Multi-Node Scheduling (JobSet and PMIx)
Two components support multi-node jobs on Tenstorrent hardware:
JobSet (kubernetes-sigs/jobset) groups related Jobs into a single managed unit, so a multi-node run is created, scheduled, and cleaned up as one object.
kubepmix is a mutating admission webhook that injects PMIx environment variables into participating Jobs and pods, wiring up the process management interface that multi-node ranks use to find each other.
Prerequisite
The kubepmix webhook is served over TLS issued by cert-manager, so cert-manager
must be installed before tt-operator. See Prerequisites.

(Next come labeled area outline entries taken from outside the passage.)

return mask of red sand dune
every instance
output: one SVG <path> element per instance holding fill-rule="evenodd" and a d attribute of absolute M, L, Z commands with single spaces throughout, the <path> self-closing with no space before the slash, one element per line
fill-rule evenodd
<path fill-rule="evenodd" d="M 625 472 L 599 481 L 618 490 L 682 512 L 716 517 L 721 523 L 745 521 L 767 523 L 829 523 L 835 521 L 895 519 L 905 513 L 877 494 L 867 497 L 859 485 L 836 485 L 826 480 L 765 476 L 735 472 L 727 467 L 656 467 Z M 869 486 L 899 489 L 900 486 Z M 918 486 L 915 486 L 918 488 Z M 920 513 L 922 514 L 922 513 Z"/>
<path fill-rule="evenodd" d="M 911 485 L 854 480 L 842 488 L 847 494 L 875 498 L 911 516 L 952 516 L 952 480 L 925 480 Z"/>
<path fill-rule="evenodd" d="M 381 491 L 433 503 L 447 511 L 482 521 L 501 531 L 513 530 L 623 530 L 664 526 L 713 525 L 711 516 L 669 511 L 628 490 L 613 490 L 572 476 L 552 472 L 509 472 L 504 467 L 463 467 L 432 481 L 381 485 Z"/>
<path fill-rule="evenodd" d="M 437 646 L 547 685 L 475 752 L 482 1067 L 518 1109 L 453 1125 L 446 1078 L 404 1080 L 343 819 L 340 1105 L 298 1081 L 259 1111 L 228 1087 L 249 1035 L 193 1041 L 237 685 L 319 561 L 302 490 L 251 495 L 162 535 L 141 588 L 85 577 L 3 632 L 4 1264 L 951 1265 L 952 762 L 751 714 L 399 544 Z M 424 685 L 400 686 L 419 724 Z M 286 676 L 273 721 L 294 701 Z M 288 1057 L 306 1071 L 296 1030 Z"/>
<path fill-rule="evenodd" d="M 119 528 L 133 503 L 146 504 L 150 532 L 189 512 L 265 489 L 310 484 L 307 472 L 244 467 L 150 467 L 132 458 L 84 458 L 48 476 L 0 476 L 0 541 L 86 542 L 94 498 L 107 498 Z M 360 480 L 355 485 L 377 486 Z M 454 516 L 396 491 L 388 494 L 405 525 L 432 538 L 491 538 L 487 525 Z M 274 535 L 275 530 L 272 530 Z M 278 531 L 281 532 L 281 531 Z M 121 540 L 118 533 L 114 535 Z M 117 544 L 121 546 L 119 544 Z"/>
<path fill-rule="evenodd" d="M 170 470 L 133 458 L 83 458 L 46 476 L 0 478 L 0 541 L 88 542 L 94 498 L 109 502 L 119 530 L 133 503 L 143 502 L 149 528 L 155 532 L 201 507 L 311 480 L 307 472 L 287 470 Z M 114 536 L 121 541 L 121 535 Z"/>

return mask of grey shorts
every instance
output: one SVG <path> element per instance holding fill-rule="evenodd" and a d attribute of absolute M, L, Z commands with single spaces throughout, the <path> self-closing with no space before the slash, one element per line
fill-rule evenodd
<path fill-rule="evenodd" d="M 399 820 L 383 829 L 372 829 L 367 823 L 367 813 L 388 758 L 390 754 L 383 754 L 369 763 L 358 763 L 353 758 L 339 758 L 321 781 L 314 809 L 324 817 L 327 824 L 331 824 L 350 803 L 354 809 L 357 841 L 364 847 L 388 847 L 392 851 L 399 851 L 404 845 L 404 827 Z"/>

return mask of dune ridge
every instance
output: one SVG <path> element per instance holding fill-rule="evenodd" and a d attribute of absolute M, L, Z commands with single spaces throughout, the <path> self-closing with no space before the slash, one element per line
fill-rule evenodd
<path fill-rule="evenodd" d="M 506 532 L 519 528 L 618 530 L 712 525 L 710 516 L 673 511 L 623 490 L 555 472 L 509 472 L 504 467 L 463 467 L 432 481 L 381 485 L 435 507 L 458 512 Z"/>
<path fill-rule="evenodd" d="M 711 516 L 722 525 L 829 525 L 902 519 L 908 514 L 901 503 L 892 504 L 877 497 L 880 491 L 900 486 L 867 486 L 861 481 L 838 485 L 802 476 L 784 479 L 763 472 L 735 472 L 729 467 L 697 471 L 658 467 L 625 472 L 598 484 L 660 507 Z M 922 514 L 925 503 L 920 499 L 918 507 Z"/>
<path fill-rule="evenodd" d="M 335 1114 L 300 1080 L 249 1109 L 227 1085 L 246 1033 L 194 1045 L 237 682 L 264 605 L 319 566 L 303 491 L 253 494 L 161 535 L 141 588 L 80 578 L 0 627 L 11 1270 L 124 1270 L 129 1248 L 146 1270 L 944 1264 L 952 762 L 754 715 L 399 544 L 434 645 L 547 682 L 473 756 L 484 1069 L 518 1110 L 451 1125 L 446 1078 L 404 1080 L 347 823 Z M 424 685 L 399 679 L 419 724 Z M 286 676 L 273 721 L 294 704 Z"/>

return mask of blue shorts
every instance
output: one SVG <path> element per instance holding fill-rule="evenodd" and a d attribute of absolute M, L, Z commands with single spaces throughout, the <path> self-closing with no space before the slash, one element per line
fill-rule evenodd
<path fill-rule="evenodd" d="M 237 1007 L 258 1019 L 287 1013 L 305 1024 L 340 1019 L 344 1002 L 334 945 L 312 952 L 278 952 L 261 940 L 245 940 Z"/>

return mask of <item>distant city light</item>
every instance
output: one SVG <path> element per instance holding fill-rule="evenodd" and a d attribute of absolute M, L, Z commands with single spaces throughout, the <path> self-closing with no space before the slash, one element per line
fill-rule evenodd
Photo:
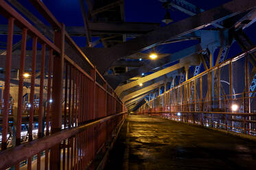
<path fill-rule="evenodd" d="M 150 54 L 150 58 L 152 60 L 154 60 L 157 58 L 157 55 L 155 53 L 152 53 Z"/>
<path fill-rule="evenodd" d="M 231 106 L 232 111 L 236 111 L 238 109 L 238 106 L 236 104 L 233 104 Z"/>
<path fill-rule="evenodd" d="M 30 76 L 30 75 L 27 73 L 25 73 L 23 74 L 23 76 L 24 76 L 24 77 L 27 78 L 28 77 Z"/>

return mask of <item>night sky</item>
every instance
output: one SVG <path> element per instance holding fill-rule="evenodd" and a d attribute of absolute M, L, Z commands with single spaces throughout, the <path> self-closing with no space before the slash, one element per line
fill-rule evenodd
<path fill-rule="evenodd" d="M 37 16 L 46 25 L 49 25 L 34 8 L 30 4 L 28 0 L 19 0 L 19 1 L 30 9 L 30 11 Z M 66 26 L 84 25 L 78 0 L 43 0 L 43 1 L 56 19 L 60 22 L 64 23 Z M 209 10 L 230 1 L 230 0 L 187 0 L 187 1 L 204 10 Z M 188 15 L 176 9 L 170 10 L 170 12 L 174 22 L 177 22 L 189 17 Z M 165 10 L 163 8 L 162 3 L 158 0 L 125 0 L 125 13 L 126 22 L 161 23 L 161 20 L 163 19 L 165 14 Z M 5 23 L 7 23 L 6 21 L 1 18 L 0 24 Z M 161 26 L 164 25 L 165 24 L 162 23 Z M 254 33 L 255 28 L 256 24 L 254 23 L 248 28 L 244 29 L 244 32 L 255 43 L 256 43 L 256 35 Z M 86 46 L 86 38 L 73 37 L 73 38 L 79 46 Z M 96 39 L 97 39 L 97 38 L 93 38 L 93 40 Z M 197 43 L 198 43 L 197 40 L 172 43 L 159 46 L 156 48 L 156 51 L 159 53 L 174 53 Z M 102 47 L 102 45 L 100 45 L 97 47 Z M 228 58 L 232 57 L 240 52 L 241 52 L 241 49 L 236 42 L 234 42 L 229 51 Z"/>

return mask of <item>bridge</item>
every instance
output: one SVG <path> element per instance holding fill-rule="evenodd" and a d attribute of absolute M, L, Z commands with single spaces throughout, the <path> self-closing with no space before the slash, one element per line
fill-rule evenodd
<path fill-rule="evenodd" d="M 255 1 L 64 1 L 0 0 L 0 169 L 255 169 Z"/>

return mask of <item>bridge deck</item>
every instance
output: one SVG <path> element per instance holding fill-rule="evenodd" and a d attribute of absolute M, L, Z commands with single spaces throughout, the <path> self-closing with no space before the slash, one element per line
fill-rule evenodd
<path fill-rule="evenodd" d="M 129 116 L 106 169 L 255 169 L 256 143 L 160 118 Z"/>

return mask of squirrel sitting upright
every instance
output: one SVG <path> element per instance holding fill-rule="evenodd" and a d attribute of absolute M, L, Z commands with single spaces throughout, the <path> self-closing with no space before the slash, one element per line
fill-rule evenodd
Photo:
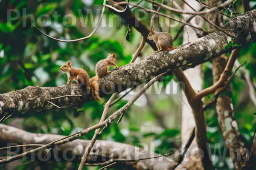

The webhook resources are created in the kube-pmix namespace by default, set by
kubepmix.namespace.
Opting a Job in
The webhook only mutates resources that carry the opt-in label, so it has no effect on unrelated workloads. Label the pods that should receive PMIx wiring:
metadata:
labels:
kubepmix.dev/enabled: "true"
Verify
kubectl get crd jobsets.jobset.x-k8s.io
kubectl -n kube-pmix get deploy kube-pmix
kubectl get mutatingwebhookconfiguration kube-pmix
Note
The components and webhook wiring are available now. Running a real co-scheduled
multi-node job end to end is maturing. To install without them, set
--set jobset.enabled=false and --set kubepmix.enabled=false.